Piscitella: "Volevo rimanere a Roma, ma la società ha voluto vendermi"

06.09.2012 16:15 di Marco Rossi Mercanti   vedi letture
Fonte: Radio Ies
Piscitella: "Volevo rimanere a Roma, ma la società ha voluto vendermi"
Vocegiallorossa.it
© foto di Luciano Sacchini/VoceGialloRossa.it

Giammario Piscitella, ex giocatore della Primavera della Roma passato al Genoa, ha parlato della vittoria della Supercoppa italiana Primavera dei giallorossi guidati da Alberto De Rossi, che hanno sconfitto per 2-1 l'Inter campione d'Italia. Ecco le sue dichiarazioni rilasciate a Radio Ies, durante la trasmissione La città nel pallone:

Speri di ripercorrere le orme di Bruno Conti a Genova?
“Magari. Già fare un decimo di quello che ha fatto lui sarebbe un successo”.

Nazionale under 20?
“Sto tornando proprio adesso a Genova. Vestire la maglia della nazionale è sempre una grande gioia, ieri è arrivato un pareggio, ma siamo una squadra che sta insieme da poco e stiamo lavorando per essere al 100% nelle prossime partite”.

Nazionale under 21?
“Magari, sarebbe una grandissima soddisfazione. L’Under 21 è una nazionale più importante e potrebbe essere una grande occasione per me. Sarebbe un trampolino di lancio, io lavoro ogni giorno questo”.

Sull’esperienza con il Genoa?
“Siamo partiti bene: abbiamo vinto la prima con il Cagliari, poi a Catania siamo stati sfortunati. Lavoriamo bene ogni settimana per preparare le partite che ci aspettano, anche perché quest’anno sarà un campionato più equilibrato dove ce la possiamo giocare con tutti. Abbiamo ottimi giocatori e un bel gruppo che si aiuta nelle difficoltà come successo a Catania”.

Su De Canio e Bertolacci?
“Bertolacci mi sta dando una grande mano perché è arrivato prima di me e conosceva  già i compagni. Il mister è una persona che capisce molto di calcio e si vede già da come prepariamo le partite in settimana. Se lo seguiamo, ognuno di noi potrà raggiungere traguardi importanti”.

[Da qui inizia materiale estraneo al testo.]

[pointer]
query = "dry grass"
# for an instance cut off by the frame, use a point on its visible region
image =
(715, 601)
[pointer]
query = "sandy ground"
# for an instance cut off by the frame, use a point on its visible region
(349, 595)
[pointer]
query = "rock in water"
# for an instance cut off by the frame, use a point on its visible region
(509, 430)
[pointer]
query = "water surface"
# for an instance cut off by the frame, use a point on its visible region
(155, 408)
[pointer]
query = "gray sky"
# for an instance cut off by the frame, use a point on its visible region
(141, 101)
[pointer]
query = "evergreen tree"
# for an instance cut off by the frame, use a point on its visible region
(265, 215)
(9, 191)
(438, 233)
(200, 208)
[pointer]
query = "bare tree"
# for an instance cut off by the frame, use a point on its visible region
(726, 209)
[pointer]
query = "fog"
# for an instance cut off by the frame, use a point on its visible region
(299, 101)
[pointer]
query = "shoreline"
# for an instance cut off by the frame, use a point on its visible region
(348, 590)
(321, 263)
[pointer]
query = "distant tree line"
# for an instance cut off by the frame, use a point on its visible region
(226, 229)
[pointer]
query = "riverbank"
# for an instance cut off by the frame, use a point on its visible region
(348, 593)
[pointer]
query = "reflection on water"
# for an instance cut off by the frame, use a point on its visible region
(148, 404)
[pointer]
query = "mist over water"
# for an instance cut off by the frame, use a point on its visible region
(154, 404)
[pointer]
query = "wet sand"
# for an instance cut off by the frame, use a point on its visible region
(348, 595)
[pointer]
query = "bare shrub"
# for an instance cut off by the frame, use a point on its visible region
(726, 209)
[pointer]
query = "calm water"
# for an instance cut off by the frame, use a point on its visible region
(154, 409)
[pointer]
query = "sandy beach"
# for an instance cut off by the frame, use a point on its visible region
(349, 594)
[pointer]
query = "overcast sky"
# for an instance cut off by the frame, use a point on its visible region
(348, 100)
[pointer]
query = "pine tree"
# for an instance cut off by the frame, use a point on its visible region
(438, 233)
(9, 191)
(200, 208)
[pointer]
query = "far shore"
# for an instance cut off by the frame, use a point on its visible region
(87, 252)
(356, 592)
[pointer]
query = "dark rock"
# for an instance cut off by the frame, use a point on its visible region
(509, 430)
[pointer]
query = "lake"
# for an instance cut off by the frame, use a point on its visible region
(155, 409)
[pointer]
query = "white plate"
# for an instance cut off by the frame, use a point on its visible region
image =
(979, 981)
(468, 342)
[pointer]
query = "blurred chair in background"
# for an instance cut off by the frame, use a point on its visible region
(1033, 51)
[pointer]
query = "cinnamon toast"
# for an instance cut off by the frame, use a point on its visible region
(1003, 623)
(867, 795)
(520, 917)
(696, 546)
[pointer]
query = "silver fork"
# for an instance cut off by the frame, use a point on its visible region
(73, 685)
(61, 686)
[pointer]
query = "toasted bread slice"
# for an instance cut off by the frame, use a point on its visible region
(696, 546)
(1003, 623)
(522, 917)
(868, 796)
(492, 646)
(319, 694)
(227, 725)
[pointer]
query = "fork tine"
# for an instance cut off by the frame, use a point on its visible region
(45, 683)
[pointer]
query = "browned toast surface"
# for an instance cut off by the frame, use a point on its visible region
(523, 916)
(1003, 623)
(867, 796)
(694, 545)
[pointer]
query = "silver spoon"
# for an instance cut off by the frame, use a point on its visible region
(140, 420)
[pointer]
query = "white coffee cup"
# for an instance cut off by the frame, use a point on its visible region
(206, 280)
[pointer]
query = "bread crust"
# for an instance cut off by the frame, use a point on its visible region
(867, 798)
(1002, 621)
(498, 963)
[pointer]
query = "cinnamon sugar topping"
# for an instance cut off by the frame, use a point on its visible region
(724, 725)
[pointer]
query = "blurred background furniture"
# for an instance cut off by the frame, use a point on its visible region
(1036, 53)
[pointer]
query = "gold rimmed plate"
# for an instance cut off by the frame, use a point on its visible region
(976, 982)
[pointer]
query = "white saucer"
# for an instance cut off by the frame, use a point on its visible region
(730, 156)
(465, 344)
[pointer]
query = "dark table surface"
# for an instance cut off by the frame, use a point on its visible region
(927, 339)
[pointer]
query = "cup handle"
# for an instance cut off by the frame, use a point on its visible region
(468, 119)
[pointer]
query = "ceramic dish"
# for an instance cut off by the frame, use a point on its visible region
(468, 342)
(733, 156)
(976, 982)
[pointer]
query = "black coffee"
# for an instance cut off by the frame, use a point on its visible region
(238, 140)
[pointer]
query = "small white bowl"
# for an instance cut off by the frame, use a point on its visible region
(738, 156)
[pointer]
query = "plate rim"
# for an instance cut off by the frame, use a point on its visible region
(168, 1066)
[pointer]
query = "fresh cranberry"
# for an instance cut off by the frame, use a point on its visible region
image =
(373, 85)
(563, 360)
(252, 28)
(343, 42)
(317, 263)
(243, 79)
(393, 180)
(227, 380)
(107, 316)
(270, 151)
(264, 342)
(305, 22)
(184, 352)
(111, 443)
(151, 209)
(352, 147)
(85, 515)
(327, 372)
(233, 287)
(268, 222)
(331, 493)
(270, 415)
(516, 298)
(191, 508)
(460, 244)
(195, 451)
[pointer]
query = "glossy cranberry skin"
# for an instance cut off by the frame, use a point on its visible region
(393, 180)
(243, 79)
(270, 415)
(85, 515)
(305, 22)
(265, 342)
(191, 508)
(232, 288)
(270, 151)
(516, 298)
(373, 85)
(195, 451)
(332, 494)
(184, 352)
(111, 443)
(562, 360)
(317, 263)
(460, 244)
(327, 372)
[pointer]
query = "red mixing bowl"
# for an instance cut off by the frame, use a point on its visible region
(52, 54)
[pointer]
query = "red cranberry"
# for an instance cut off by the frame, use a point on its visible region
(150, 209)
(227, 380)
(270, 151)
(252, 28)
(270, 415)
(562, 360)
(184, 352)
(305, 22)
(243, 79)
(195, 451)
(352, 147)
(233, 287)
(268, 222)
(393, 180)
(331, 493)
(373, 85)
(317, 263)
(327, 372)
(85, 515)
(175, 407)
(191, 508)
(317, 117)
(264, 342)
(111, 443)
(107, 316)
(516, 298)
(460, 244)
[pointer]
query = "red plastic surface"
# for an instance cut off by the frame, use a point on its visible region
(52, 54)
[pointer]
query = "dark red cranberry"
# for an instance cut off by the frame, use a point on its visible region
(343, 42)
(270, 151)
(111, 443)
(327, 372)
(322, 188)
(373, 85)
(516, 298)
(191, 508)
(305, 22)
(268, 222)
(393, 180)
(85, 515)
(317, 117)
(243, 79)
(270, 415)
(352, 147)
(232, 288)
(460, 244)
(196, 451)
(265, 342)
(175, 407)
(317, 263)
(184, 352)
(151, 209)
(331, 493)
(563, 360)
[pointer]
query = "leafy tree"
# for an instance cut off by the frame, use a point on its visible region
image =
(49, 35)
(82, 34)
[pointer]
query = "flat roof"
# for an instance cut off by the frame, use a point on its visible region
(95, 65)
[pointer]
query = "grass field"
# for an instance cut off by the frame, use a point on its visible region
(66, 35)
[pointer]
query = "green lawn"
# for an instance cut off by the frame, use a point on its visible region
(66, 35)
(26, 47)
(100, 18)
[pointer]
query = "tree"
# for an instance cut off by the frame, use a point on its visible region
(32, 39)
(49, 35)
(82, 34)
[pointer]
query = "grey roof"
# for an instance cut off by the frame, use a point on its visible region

Sulla Supercoppa italiana vinta dalla Roma?
“Prima della partita ho sentito Fabrizio (Carboni ndr). Ero con Sabelli e siamo stati contentissimi perché abbiamo ancora tanti amici nella Primavera ed è come se l’avessi vinta anch’io. Questa vittoria, mi fa piacere anche per il mister che è una grande persona e un grande tecnico: se lo meritano lui e la squadra”.

Sei rimasto in contatto con qualche tuo ex compagno?
“Sì, ci sentiamo spesso. Sento sempre Orchi, Viviani, Sabelli, Pigliacelli. Pochi giorni fa ho sentito anche Caprari”.

Chi è il più pronto nella nuova Primavera?
“Matteo Ricci già lo scorso anno è stato uno di quelli che ha giocato più, poi ci sono Carboni, Frediani e Cittadino che hanno più esperienza”.

Pensavi di poter rimanere?
“Quando ho sentito che arrivava Zeman, ero entusiasta perché conoscevo il suo gioco e pensavo che gli sarei piaciuto. La società però ha deciso che dovevo andare via, e ora penso a fare bene qui per tornare magari l’anno prossimo a Roma. Non nego che ci sono rimasto male, ma ora penso a lavorare bene qui”.

Giudizio sulla Roma di Zeman?
“Ho visto la partita contro l’Inter e correvano tutti a 2000: le squadre di Zeman non sono nuove a queste prestazioni, in più, fare certi risultati contro l’Inter non è mai facile”.